De hecho, en los primeros proyectos, llaman la atención las grandes terrazas que ocultan por completo la estructura. Un rasgo que, incluso en esta fase residencial, se fue retrayendo en beneficio de mostrar los tirantes, aunque sin renunciar a crear un solo piso por planta, enorme y carísimo ya que, si hacemos cuentas, solo nos quedan 40 viviendas.

Tan caras y exclusivas eran, que la promotora decidió construir un piso piloto en una finca de Boadilla. Una rodaja de una torre con sus mismas dimensiones, distribución y proporciones, completamente funcional y decorada por los interioristas del estudio para que los clientes pudieran incluso pasar una noche antes de decidirse a comprar. Una pena que ya no exista, a pesar de haber sido utilizada como residencia particular hasta hace solo unos años.

Ante la duda de si realmente iba a haber público para un producto tan exclusivo, Osinalde decidió hacer un apartahotel turístico. Y en esas estaban cuando el ayuntamiento paralizó las obras y se consiguió cambiar su uso a oficinas. Las Torres de Jerez, a las que todos llamaban Torres Rumasa, fueron expropiadas y vendidas al grupo británico Heron International, quien a su vez las vendió al actual propietario, Mutua Madrileña.

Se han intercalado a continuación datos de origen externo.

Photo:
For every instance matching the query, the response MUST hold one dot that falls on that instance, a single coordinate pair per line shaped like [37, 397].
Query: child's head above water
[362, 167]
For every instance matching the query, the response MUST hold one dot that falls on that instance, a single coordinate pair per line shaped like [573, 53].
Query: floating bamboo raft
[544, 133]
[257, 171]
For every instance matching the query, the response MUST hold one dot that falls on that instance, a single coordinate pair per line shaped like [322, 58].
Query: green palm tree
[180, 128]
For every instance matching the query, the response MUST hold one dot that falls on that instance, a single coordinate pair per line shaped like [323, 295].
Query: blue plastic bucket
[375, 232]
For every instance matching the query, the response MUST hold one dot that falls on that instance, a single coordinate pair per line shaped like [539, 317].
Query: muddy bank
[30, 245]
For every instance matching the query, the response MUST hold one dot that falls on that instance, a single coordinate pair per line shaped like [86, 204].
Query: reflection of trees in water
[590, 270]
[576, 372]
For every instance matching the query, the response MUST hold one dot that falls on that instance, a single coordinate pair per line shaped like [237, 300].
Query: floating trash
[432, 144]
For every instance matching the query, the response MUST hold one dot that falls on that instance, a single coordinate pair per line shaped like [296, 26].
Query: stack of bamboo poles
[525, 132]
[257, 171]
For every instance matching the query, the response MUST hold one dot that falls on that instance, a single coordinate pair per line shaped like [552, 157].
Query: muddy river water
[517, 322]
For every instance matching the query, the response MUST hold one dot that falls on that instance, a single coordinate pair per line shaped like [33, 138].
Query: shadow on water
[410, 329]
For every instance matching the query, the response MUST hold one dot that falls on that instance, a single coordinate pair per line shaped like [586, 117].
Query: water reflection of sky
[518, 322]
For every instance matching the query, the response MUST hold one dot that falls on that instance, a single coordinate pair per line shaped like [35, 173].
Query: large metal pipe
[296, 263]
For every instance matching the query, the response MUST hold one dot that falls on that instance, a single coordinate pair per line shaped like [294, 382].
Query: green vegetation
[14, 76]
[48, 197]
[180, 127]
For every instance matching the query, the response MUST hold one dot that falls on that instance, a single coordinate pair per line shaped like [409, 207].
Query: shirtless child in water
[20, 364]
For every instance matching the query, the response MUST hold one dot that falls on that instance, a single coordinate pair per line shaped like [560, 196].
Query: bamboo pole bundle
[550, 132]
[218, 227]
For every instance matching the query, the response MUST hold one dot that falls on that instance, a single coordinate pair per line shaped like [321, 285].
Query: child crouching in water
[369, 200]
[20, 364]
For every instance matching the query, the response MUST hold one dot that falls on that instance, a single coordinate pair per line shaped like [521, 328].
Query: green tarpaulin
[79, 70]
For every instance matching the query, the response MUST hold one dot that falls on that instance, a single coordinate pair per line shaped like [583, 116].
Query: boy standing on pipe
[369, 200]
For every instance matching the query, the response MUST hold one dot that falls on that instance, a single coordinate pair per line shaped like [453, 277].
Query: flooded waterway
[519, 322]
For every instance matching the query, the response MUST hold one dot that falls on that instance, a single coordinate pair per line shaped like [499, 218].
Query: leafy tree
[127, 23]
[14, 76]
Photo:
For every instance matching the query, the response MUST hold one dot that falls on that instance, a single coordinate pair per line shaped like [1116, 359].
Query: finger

En el 1989, se aprobó una nueva normativa de incendios y, para cumplirla, se instaló una viga que se ocultó con un gigantesco enchufe de cobre oxidado. Después se colgó de ella una escalera de incendios y comenzó otra etapa en la historia de las torres. Porque aquel elemento extraño, junto a un nuevo muro cortina de color dorado, dio a las torres un aspecto que, de primeras, no gustó a nadie, pero que, con el tiempo, se convirtió en un icono indiscutible de la arquitectura madrileña. El mismísimo Rem Koolhaas, en una visita a Madrid, permaneció impasible hasta llegar a Colón. Allí pidió al taxista que se detuviera, se asomó por la ventanilla y preguntó: “¿De quien es este trabajo”?

El trabajo era del mismo Antonio Lamela y lo diseñó para poder ser revertido en cualquier momento. Algo muy distinto del nuevo proyecto, quizás porque su ejecución ya no recae en el estudio de Lamela, ahora en manos de su hijo Carlos, sino en Luis Vidal, cuyo diseño se está llevando a cabo tras una gran polémica y gracias a una incomprensible ausencia de protección del edificio.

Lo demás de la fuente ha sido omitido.